All of these categories are important and before you start looking for your next team member, you need to think through what specifically you are looking for in each of the categories. Next week, we’ll dive into theology, but for this week, I want to introduce the concept of IDEAL and LIMITS.

The way I think about hiring is similar to a dart board. There is a bullseye and there are several rings that are outside the bullseye but still on the board. If you play darts like I do, you know that the board itself cannot contain all of our shots but for our purposes, we’ll stick with the board.

The first step in the process is to define the IDEAL in each of these categories. Think about exactly what you’d want them to believe, for instance, and how their beliefs might mirror or complement your existing team. Then, think about an acceptable range of beliefs that you might be comfortable with. Take the gifts for instance. You might ideally want someone who is continuationist but leans conservative overall. But would you be comfortable with someone who is a cessationist? Or conversely, someone who is a little more aggressive than your team currently is? These are your LIMITS.

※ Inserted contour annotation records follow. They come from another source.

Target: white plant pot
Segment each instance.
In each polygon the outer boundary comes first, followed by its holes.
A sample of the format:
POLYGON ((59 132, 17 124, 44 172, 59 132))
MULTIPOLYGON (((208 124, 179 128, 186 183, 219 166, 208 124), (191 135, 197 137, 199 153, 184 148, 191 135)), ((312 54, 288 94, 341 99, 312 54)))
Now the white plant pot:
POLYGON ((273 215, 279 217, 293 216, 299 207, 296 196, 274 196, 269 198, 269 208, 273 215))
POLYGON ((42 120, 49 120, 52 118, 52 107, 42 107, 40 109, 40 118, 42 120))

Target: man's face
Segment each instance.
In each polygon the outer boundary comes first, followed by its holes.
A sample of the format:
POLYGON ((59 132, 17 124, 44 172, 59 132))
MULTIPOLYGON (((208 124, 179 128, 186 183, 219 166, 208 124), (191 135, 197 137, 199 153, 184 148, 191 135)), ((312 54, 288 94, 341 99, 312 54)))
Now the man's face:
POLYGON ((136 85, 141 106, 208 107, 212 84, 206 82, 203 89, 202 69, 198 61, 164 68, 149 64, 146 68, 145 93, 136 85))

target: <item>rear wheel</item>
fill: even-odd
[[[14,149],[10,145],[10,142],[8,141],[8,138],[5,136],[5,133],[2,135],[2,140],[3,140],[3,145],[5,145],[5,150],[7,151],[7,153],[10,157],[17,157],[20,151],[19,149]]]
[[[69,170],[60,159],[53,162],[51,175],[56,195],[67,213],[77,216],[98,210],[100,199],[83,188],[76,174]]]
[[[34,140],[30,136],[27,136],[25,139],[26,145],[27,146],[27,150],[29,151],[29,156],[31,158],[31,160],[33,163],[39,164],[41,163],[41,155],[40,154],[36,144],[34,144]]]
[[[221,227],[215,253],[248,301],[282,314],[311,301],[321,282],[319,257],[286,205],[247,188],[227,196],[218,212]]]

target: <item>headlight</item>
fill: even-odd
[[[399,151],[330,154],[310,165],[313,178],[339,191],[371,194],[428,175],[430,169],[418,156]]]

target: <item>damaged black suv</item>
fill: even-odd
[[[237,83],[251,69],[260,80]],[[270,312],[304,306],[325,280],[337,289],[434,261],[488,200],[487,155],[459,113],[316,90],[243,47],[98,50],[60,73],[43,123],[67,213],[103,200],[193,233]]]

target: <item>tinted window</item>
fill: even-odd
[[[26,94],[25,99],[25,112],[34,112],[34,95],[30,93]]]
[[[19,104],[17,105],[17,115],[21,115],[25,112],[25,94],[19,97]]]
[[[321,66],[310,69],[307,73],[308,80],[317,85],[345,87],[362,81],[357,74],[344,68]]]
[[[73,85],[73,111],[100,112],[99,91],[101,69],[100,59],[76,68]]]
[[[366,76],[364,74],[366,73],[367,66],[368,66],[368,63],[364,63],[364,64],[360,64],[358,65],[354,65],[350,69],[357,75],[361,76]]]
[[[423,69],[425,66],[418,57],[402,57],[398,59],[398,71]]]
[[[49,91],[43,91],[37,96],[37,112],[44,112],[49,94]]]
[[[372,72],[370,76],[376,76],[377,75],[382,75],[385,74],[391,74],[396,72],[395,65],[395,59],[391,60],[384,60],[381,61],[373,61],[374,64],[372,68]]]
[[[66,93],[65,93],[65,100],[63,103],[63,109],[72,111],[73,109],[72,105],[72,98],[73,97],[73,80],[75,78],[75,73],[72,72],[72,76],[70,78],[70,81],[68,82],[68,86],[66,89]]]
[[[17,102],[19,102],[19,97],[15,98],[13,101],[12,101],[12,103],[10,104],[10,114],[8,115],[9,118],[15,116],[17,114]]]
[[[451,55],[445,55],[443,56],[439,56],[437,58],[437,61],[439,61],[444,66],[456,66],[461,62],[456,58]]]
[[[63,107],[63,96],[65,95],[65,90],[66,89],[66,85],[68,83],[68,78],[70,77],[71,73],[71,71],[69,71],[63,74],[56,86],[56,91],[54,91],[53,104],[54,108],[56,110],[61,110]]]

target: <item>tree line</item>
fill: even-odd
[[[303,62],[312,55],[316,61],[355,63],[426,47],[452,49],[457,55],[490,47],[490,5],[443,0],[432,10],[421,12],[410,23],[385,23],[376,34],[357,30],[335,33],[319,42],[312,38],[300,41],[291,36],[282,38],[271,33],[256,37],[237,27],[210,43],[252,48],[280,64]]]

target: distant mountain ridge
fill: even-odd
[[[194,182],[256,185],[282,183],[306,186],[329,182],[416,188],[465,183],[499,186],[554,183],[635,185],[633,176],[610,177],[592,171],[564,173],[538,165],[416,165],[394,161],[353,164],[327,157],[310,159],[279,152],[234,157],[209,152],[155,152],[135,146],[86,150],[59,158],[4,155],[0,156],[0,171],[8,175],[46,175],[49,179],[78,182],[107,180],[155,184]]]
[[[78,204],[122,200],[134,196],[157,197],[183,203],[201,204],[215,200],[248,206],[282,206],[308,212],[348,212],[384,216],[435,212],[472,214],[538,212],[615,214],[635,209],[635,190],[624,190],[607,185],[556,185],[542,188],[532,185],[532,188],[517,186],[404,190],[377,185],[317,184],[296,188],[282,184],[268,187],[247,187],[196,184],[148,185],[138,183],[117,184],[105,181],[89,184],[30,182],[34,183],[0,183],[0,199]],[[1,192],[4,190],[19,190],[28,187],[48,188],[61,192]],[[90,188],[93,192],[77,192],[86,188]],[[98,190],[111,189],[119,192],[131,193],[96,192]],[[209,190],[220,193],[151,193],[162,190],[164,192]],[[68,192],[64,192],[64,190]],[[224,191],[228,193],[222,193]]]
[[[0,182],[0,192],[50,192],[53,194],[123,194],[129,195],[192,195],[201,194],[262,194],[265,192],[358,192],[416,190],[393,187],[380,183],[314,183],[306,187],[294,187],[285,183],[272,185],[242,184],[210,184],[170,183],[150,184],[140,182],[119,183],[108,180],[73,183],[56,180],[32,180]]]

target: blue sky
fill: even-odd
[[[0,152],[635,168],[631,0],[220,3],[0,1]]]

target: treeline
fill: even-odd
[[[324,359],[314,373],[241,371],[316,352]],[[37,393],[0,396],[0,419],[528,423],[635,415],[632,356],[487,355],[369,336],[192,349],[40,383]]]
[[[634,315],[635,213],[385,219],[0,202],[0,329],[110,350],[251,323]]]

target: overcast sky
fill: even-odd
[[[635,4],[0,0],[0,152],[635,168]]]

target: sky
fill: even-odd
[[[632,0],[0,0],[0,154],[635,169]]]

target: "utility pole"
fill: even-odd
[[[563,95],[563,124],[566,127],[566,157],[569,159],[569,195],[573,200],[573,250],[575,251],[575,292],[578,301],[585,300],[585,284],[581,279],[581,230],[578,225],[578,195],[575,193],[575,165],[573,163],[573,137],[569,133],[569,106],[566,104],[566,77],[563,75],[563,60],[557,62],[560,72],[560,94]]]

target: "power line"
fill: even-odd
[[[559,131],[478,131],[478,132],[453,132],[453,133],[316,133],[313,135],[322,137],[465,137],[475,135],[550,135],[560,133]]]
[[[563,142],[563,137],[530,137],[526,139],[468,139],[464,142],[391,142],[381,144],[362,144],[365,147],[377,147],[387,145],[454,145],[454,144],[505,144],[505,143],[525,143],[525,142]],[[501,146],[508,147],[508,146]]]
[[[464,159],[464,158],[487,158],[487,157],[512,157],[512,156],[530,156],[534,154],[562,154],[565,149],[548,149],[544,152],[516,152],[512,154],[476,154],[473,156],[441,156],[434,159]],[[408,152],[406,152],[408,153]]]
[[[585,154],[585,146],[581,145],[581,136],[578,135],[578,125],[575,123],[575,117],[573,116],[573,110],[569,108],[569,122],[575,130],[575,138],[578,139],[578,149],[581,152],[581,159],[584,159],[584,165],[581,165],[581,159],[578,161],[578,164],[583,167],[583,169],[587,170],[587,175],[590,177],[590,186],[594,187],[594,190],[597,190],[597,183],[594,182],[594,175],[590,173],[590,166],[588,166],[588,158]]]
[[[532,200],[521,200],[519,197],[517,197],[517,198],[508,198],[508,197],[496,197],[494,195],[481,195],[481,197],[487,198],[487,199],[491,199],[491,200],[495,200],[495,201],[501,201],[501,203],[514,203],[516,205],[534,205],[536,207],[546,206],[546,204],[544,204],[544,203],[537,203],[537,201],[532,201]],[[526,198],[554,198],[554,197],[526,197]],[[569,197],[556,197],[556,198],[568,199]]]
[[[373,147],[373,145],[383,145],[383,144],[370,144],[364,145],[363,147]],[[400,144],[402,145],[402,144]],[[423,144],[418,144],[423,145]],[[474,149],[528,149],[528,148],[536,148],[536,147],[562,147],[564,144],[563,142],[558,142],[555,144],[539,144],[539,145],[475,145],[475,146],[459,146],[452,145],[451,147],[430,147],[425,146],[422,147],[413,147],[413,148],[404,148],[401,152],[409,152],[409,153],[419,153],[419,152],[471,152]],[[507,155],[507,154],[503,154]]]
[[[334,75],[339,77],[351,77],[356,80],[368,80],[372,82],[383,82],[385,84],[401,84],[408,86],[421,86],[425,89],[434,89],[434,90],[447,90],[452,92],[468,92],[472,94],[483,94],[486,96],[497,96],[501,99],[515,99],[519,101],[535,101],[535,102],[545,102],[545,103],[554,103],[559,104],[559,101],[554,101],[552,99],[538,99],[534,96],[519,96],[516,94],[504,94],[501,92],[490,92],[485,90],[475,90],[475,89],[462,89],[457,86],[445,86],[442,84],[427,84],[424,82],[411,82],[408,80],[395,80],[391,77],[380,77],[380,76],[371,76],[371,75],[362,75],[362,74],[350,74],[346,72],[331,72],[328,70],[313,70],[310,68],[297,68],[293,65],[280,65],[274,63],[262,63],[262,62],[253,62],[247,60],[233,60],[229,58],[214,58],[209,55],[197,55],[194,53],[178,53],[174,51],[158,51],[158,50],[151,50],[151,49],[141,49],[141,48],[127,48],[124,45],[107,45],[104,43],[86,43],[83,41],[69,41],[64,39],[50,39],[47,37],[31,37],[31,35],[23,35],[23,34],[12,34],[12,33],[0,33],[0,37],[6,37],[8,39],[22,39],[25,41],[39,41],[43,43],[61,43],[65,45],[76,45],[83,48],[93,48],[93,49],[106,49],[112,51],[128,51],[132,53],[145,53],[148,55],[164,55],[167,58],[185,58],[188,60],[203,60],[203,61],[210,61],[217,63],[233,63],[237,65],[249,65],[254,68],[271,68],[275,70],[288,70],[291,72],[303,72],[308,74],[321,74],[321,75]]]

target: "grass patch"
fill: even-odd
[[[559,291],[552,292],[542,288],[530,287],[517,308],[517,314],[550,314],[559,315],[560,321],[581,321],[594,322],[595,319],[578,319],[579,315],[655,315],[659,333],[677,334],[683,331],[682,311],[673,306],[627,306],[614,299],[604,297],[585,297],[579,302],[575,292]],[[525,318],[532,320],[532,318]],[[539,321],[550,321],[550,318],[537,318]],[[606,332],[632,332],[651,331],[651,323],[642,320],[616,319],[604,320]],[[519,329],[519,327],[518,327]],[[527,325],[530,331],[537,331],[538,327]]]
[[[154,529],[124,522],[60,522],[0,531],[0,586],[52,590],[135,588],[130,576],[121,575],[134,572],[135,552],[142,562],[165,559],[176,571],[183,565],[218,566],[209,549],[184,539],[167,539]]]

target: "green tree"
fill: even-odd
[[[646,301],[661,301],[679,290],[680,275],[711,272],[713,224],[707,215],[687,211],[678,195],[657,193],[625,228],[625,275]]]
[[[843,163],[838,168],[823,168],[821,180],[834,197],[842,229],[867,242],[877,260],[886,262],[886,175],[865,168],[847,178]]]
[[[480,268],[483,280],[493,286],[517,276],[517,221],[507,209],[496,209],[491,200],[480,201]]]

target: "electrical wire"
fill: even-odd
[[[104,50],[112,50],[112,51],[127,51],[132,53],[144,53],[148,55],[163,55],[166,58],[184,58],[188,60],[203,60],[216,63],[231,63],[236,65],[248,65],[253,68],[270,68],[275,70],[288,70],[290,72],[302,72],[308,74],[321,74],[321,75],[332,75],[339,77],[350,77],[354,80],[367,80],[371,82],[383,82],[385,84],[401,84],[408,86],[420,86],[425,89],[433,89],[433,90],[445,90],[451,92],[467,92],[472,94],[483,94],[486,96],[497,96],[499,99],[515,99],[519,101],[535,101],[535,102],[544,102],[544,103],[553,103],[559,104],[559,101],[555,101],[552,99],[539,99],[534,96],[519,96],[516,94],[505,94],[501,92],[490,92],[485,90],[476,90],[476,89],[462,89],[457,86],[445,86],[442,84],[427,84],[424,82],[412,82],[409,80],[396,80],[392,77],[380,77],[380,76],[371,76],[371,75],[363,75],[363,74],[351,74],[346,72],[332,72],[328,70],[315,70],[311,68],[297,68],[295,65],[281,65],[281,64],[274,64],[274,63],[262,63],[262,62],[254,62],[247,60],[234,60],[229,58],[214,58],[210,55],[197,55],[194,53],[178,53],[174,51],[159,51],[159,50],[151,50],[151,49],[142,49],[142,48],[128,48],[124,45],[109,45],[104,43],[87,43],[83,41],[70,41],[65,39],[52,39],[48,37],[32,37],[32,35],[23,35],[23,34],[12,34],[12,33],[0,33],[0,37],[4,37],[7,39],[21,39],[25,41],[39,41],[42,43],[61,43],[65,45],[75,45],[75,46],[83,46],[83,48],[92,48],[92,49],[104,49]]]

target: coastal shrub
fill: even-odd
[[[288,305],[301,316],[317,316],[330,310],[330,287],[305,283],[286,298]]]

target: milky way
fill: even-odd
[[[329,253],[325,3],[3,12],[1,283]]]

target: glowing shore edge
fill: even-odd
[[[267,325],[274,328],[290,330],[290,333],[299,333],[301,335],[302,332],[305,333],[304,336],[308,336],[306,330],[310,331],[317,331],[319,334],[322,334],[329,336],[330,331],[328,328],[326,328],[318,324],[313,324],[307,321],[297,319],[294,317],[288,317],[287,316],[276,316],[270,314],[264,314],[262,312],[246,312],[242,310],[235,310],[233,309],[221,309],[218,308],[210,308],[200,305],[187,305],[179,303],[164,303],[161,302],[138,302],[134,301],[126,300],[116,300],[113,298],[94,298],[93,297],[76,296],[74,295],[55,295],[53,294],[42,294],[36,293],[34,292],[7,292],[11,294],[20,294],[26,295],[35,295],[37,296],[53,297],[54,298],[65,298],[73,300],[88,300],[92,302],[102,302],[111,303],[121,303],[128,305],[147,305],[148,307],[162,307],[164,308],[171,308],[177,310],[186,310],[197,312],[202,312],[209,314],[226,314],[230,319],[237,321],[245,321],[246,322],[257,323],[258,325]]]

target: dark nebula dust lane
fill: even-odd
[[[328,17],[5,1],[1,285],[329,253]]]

Do this in every category and then, when you are interviewing someone, you can plot them on the dart board. Are they a bullseye theologically but in the second or third ring demographically? When you have plotted all of the categories, you can assess them as a whole. It’s best to have at least two of the categories be bullseyes and try to avoid too many categories in the third or fourth rings.

This illustration may or may not resonate with you, so you can translate it as you see fit, but the principle holds. The more categories that score in the outer rings, the more likely it is that your hire is not going to work out.

Hiring is hard in the best of times, but having a plan can protect you from making hiring mistakes that can wreak havoc on your team.